Título: Ameaça inflacionária ronda a economia global
Autor:
Fonte: Valor Econômico, 18/06/2008, Opinião, p. A12

As expectativas inflacionárias estão se deteriorando em todo o mundo. A rápida transição de uma ameaça de crise de crédito - provocada pelas extravagantes manobras dos bancos internacionais com as hipotecas americanas - para uma escalada inflacionária não chega a ser surpreendente. O aquecimento da economia global é puxado pelas economias emergentes, mais que pelas desenvolvidas, que apresentam modesto, e declinante, crescimento. Os EUA espelham esta situação em negativo - gigantescos déficits comerciais e público, que incharam uma bolha imobiliária criada em períodos de grande prosperidade e farto crédito.

Após sete anos de altas consecutivas, os preços das commodities levaram os índices de inflação a um ponto a partir do qual torna-se cada vez menos possível adotar uma política de acomodação. Petróleo, metais e alimentos com aumentos de mais de 100% no curto espaço de dois anos tornaram inevitável uma alta generalizada dos juros. Ela já começa a acontecer nos quatro cantos do globo, da China ao Brasil, e recoloca um dilema - que freqüentou as atas do Fed até quando a economia americana parecia ter entrado em queda livre - para o BC dos EUA. A pior coisa que poderia acontecer para um sistema bancário e atividades econômicas combalidas é uma alta dos juros. No entanto, ela pode ser inevitável a curto prazo.

As advertências de Ben Bernanke de que defende um dólar forte é uma tentativa verbal de obter, com o enorme prestígio do Fed, aquilo que apenas uma forte recuperação americana pode dar - o fortalecimento do dólar. Outra forma de obter o mesmo efeito é uma elevação dos juros, que as taxa dos títulos do Tesouro sinalizam, mas que traz consigo sérias contra-indicações no caso dos Estados Unidos.

Mais de dois terços do crescimento mundial hoje é obra da atividade das economias emergentes e nada deterá uma inflação com fortes componentes de demanda senão um desaquecimento, que pode ou não ser ordenado. China, Índia e Rússia têm problemas inflacionários graves, mas tomaram até agora medidas graduais para contê-los e elas não estão dando resultados. A China já elevou 17 vezes os depósitos compulsórios dos bancos e por mais de seis vezes a taxa de juros sem que a inflação, em torno de 8,5%, dê sinais de arrefecimento.

Os juros ainda são negativos em boa parte dos países em que a virulência inflacionária é mais pronunciada. E, desta vez, os próprios países desenvolvidos estão também com taxas reais negativas ou quase neutras, no melhor dos casos.
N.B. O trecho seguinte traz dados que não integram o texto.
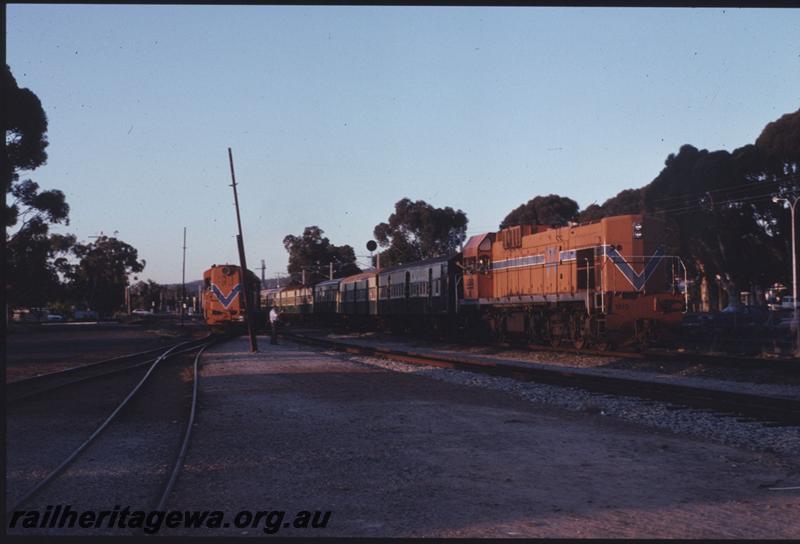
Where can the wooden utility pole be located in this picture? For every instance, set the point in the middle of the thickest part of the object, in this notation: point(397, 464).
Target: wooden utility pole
point(263, 269)
point(243, 264)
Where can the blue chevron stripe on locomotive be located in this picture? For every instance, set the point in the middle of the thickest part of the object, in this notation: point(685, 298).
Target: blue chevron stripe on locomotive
point(638, 281)
point(226, 300)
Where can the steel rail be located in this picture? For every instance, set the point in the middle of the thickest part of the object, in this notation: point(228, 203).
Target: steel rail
point(186, 436)
point(780, 410)
point(71, 457)
point(13, 394)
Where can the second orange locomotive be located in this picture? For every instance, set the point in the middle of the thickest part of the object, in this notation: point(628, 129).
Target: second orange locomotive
point(588, 284)
point(223, 296)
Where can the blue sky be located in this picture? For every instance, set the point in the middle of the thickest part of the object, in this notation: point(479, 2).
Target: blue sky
point(335, 113)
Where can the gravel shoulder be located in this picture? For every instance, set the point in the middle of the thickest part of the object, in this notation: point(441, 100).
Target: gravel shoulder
point(764, 381)
point(423, 452)
point(38, 350)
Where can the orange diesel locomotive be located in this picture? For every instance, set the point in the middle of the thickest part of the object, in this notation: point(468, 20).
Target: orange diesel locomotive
point(593, 284)
point(223, 294)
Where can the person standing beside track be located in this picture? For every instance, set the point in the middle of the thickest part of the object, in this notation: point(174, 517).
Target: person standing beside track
point(273, 323)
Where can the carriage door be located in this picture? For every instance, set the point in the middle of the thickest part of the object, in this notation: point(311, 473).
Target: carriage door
point(584, 262)
point(430, 290)
point(407, 292)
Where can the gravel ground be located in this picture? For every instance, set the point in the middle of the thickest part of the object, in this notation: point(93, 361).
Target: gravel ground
point(765, 381)
point(399, 450)
point(127, 465)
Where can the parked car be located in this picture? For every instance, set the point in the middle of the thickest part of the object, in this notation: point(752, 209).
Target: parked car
point(86, 315)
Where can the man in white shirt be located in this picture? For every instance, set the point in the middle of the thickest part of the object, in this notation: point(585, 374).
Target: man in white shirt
point(273, 323)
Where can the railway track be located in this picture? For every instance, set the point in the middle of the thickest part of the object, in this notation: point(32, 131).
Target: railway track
point(778, 411)
point(35, 386)
point(181, 349)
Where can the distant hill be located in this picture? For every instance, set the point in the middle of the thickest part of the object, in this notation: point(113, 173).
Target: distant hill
point(192, 286)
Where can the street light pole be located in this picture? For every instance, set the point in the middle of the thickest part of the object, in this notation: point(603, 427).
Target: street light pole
point(792, 205)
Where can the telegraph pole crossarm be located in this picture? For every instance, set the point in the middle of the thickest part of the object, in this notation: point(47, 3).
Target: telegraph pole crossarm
point(243, 264)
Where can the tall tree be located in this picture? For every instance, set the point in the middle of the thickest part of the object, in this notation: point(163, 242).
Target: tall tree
point(101, 275)
point(33, 256)
point(26, 141)
point(779, 145)
point(551, 210)
point(418, 230)
point(314, 253)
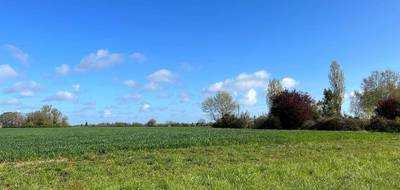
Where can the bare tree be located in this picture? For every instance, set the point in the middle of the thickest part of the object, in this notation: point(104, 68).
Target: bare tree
point(219, 105)
point(274, 88)
point(12, 119)
point(378, 86)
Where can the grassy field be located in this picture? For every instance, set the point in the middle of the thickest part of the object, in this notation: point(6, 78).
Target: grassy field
point(197, 158)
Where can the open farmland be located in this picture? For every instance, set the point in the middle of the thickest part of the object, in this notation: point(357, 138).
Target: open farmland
point(197, 158)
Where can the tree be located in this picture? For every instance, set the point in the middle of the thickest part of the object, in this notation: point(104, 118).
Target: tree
point(388, 108)
point(151, 123)
point(219, 105)
point(12, 119)
point(378, 86)
point(47, 116)
point(336, 80)
point(292, 108)
point(274, 88)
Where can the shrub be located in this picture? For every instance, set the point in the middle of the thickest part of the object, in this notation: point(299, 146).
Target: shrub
point(151, 123)
point(339, 124)
point(231, 121)
point(267, 122)
point(292, 108)
point(309, 125)
point(383, 125)
point(388, 108)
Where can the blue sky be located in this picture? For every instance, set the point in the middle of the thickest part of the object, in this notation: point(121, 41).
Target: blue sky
point(105, 61)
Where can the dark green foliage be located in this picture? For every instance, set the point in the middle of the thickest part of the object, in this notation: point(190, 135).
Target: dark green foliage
point(11, 120)
point(267, 122)
point(151, 123)
point(339, 124)
point(231, 121)
point(388, 108)
point(292, 108)
point(327, 107)
point(383, 125)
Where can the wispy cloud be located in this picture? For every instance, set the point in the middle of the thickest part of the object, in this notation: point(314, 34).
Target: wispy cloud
point(63, 70)
point(102, 58)
point(130, 83)
point(6, 72)
point(289, 83)
point(25, 89)
point(138, 57)
point(62, 96)
point(243, 82)
point(18, 54)
point(11, 102)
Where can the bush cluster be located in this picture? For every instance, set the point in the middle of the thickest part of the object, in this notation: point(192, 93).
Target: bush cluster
point(232, 121)
point(292, 108)
point(336, 124)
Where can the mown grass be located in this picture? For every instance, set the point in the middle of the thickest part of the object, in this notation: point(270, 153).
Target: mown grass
point(188, 158)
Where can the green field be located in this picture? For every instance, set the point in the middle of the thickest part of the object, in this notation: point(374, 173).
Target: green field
point(197, 158)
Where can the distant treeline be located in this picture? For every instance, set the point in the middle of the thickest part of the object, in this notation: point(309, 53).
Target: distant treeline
point(375, 108)
point(150, 123)
point(47, 116)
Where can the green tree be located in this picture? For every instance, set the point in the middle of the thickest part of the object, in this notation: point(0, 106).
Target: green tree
point(336, 80)
point(378, 86)
point(326, 107)
point(12, 119)
point(274, 88)
point(219, 105)
point(47, 116)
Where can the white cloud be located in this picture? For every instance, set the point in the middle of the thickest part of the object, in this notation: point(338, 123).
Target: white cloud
point(131, 97)
point(152, 86)
point(76, 87)
point(27, 93)
point(25, 89)
point(145, 107)
point(138, 57)
point(63, 70)
point(62, 96)
point(18, 54)
point(243, 82)
point(289, 83)
point(6, 71)
point(250, 98)
point(99, 60)
point(106, 113)
point(11, 102)
point(158, 79)
point(185, 97)
point(130, 83)
point(162, 75)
O estouro da crise do subprime mascarou os efeitos de um excesso de dinheiro global, encobrindo-o com a aparência de uma crise de liquidez. A operação de salvamento dos bancos globais, que estancou uma debacle financeira, ampliou ainda mais a liquidez, o que pode ter resolvido o problema dos bancos, mas deixou exatamente onde estavam as pressões inflacionárias subjacentes. São elas que agora emergem claramente, tendo como ponta de lança as matérias-primas básicas globais. O temor que ronda boa parte das economias hoje é o de que uma pressão que parecia localizada se estenda aos salários e aos demais preços, trazendo o risco do que na década de 70 ficou conhecido como estagflação. Pela dimensão dos danos potenciais percebe-se que o efeito da ação dos especuladores na dinâmica dos mercados é circunstancialmente desestabilizadora, embora secundária enquanto causa.
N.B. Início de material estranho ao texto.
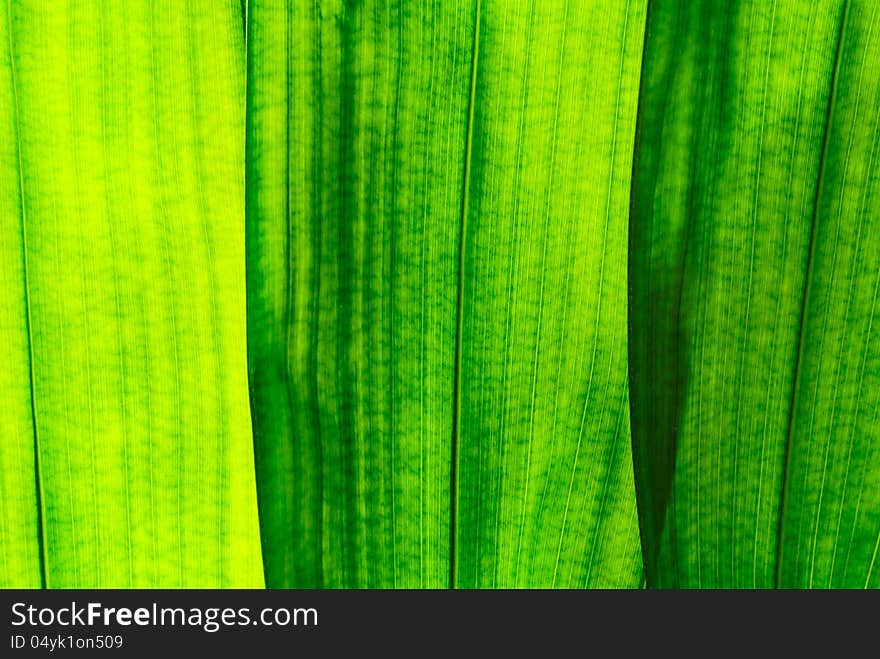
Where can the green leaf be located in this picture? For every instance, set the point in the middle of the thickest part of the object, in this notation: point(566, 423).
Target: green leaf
point(436, 254)
point(20, 557)
point(751, 350)
point(122, 215)
point(831, 518)
point(544, 482)
point(356, 141)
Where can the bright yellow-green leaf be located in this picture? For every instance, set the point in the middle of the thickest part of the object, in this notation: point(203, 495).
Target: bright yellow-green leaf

Um período muito longo de baixas taxas de juros criou uma pressão inflacionária que precisará agora ser debelada com uma fase concertada de aperto monetário. As tensões se acumularam a tal ponto que uma estratégia gradual pode ter deixado de ser eficaz, em boa parte dos casos. No Brasil, a situação é mais confortável, embora inspire preocupação. O país já convivia com as maiores taxas reais de juros do mundo, o que explica o fato de a inflação brasileira ser hoje menor do que a dos países emergentes, quando foi, durante muito tempo, maior. Por outro lado, a necessidade de elevação dos juros é menor para frear o nível de preços, já contaminado parcialmente por uma inflação "importada" que se apóia, para se propagar, em uma demanda robusta. Por ter começado a subir antes os juros, o BC brasileiro pode hoje se dar ao conforto do gradualismo, sem precisar levar a economia para uma quase recessão, como no passado.